Stuttering is indeed a speech disorder. I’m stuck in my words although I know exactly what to say. They just don’t come. Experiencing this from a young age has not been easy. School was very stressful, and I felt a lot of anger and sadness during puberty.
Joseph Sheehan, an American professor of psychology and speech pathology, made one of the most beautiful definitions of stuttering there is: stuttering is all you do to not stutter. And right he is. Therefore, he made the metaphor of the iceberg. The top of the iceberg is the part that is visible for everyone: the stuttering itself. Your mouth that is blocked while speaking. But a big part of the iceberg lays under water and is consequently not possible to be seen. These are all the emotions. Unnoticeable, but very present and impossible to ignore.
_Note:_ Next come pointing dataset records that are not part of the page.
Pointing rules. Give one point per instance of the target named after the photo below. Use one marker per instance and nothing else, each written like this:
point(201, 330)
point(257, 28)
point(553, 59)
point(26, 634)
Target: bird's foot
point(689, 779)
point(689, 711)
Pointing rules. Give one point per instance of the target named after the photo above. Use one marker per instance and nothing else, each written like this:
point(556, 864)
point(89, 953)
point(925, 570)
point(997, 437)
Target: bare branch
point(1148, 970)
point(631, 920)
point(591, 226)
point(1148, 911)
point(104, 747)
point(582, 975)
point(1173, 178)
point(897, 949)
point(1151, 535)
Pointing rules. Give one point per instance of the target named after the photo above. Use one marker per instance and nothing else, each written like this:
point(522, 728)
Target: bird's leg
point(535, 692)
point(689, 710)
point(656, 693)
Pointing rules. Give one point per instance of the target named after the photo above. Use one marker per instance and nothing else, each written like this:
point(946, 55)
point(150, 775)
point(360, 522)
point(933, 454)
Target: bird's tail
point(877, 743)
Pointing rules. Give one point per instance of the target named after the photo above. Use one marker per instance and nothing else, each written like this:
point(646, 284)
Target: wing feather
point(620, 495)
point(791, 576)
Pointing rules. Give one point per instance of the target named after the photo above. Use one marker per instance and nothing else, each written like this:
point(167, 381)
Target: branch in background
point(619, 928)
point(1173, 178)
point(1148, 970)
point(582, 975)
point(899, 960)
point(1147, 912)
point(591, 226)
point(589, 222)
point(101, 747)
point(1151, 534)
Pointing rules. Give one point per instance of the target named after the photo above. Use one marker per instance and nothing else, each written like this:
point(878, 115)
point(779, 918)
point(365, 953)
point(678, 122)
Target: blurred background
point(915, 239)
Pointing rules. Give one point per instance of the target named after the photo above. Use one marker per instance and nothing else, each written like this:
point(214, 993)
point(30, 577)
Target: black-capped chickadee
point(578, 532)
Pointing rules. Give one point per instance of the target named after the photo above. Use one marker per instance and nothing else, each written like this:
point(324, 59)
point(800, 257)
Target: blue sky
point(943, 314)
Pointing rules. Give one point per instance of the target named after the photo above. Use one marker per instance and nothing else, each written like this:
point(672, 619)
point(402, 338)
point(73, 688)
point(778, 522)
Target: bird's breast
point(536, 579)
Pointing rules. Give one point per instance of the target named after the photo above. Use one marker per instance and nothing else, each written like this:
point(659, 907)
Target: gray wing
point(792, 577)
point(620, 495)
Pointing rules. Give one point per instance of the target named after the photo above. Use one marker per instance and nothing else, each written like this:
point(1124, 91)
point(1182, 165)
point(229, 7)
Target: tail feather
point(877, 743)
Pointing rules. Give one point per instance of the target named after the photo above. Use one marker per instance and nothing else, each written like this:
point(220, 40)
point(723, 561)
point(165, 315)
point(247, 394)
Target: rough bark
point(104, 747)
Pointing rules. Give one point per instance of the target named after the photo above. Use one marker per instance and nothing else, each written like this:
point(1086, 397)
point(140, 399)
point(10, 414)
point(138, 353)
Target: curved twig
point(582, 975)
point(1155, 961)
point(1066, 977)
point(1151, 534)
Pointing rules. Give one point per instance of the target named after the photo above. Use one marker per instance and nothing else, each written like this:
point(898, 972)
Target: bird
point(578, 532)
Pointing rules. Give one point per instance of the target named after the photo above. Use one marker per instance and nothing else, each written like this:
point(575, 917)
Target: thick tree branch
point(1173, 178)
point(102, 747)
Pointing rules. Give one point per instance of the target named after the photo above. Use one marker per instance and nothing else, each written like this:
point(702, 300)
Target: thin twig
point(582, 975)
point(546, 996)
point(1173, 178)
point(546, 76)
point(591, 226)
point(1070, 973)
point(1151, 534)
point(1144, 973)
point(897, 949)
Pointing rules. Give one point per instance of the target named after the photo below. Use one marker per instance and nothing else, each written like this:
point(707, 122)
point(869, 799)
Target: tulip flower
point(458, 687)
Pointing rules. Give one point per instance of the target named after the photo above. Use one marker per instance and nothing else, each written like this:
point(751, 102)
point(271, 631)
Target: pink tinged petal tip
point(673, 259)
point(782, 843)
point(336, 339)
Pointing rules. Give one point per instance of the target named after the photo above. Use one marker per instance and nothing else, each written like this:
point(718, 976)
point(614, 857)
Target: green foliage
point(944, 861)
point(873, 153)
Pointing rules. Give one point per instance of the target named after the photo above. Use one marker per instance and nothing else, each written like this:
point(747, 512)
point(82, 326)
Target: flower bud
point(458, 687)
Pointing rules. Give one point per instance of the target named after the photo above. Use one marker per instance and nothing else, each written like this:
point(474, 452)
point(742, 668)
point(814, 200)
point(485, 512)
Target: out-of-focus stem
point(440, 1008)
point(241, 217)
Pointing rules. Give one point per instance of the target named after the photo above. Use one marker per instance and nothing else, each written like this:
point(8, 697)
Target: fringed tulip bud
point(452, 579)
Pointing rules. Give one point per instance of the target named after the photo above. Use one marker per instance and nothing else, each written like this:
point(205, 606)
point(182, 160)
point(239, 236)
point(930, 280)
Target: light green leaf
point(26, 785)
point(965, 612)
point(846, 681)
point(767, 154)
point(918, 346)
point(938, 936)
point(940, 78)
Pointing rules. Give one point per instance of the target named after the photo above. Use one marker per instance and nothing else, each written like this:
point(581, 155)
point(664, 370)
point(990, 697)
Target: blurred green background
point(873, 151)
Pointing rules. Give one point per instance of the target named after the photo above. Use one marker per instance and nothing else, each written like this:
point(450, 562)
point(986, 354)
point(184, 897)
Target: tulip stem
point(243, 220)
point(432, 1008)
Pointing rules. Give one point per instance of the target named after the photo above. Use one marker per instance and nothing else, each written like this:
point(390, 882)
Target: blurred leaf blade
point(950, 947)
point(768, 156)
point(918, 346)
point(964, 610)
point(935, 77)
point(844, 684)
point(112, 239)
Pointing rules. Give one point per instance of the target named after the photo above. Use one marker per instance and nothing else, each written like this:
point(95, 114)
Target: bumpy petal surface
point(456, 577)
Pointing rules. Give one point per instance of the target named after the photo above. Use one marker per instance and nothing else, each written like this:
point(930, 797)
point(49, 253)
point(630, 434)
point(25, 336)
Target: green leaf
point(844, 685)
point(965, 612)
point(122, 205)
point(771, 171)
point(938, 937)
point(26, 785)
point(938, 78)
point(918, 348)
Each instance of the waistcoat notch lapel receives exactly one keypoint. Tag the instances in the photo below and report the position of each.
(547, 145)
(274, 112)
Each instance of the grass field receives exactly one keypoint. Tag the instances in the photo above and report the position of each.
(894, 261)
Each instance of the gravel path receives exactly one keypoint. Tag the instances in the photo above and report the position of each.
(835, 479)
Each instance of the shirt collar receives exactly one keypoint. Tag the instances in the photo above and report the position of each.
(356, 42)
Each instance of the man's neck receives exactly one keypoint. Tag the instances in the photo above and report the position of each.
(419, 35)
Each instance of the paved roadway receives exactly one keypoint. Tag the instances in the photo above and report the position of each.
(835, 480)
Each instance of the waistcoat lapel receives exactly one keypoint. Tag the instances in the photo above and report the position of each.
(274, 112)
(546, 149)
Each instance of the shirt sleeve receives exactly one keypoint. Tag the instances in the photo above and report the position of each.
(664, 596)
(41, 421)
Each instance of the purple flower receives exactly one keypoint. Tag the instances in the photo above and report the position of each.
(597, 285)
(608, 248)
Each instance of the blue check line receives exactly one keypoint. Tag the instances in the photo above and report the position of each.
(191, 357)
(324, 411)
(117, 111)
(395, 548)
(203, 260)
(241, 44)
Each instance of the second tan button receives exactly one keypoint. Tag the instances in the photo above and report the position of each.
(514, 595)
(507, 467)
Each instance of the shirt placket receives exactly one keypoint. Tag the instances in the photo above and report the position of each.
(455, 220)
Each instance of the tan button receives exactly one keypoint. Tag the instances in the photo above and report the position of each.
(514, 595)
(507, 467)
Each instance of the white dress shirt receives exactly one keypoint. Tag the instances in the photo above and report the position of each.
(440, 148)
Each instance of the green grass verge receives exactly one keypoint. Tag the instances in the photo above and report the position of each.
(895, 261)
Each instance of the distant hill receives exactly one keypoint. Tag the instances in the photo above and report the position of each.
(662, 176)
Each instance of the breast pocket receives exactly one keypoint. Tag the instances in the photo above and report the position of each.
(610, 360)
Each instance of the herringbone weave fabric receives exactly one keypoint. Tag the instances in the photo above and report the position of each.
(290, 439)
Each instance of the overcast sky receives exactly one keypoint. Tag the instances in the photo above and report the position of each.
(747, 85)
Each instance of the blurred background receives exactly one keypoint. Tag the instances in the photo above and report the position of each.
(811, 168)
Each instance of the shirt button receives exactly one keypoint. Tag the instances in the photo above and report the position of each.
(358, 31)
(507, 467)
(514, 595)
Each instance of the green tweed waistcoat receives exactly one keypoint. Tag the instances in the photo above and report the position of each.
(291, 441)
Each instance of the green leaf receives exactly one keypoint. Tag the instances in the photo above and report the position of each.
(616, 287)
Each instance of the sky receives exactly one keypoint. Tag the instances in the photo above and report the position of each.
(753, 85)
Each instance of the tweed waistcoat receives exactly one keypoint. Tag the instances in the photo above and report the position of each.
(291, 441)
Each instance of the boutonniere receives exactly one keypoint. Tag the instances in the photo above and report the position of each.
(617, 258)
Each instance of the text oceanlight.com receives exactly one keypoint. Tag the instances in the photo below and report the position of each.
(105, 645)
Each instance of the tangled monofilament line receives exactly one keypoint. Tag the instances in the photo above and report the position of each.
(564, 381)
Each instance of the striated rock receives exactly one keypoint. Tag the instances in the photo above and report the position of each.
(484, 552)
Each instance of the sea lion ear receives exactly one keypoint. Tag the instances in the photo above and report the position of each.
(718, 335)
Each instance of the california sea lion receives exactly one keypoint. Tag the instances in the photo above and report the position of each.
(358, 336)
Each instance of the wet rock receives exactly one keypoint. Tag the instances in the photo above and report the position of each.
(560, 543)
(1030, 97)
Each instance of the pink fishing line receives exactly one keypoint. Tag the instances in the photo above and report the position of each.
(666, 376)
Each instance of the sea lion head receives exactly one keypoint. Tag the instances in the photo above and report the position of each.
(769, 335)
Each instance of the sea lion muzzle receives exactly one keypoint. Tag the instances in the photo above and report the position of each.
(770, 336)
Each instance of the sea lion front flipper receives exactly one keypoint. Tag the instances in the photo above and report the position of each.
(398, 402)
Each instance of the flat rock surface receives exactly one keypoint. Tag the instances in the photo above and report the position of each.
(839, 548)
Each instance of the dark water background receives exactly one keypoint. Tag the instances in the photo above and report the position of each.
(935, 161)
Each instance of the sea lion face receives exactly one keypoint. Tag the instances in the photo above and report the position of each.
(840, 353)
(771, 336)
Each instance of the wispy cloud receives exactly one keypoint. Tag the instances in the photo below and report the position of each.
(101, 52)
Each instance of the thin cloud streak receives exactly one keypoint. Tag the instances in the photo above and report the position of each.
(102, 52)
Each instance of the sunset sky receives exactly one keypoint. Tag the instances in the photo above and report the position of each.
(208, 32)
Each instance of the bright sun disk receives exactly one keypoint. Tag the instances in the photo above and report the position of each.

Stuttering is so much more than just a speech disorder. It is dealing with all these emotions on a daily basis. For a lot of stutterers, the fear of speaking and the shame is the biggest battle they have. A battle that may seem impossible to overcome in certain moments of their life.
But among all these uncertainties I wouldn’t miss stuttering for anything in this world. In the long run I believe it will guide me through a process of everlasting courage, happiness and growth. I am sure that without stuttering I would be a totally different person who perhaps was not so good at self-reflection and would live more in superficiality. That not the same beautiful people would be in my life. I see stuttering as something which enables me to work consistently on myself. To be a better person than the one I was yesterday and to challenge myself.
So if you are stutterer. Please trust the process you will make. Going through a process that has a positive ending will add so much value, will give you enormous amount of strength and hope. Trust your struggle. Or even better: Trust your Ssstruggle.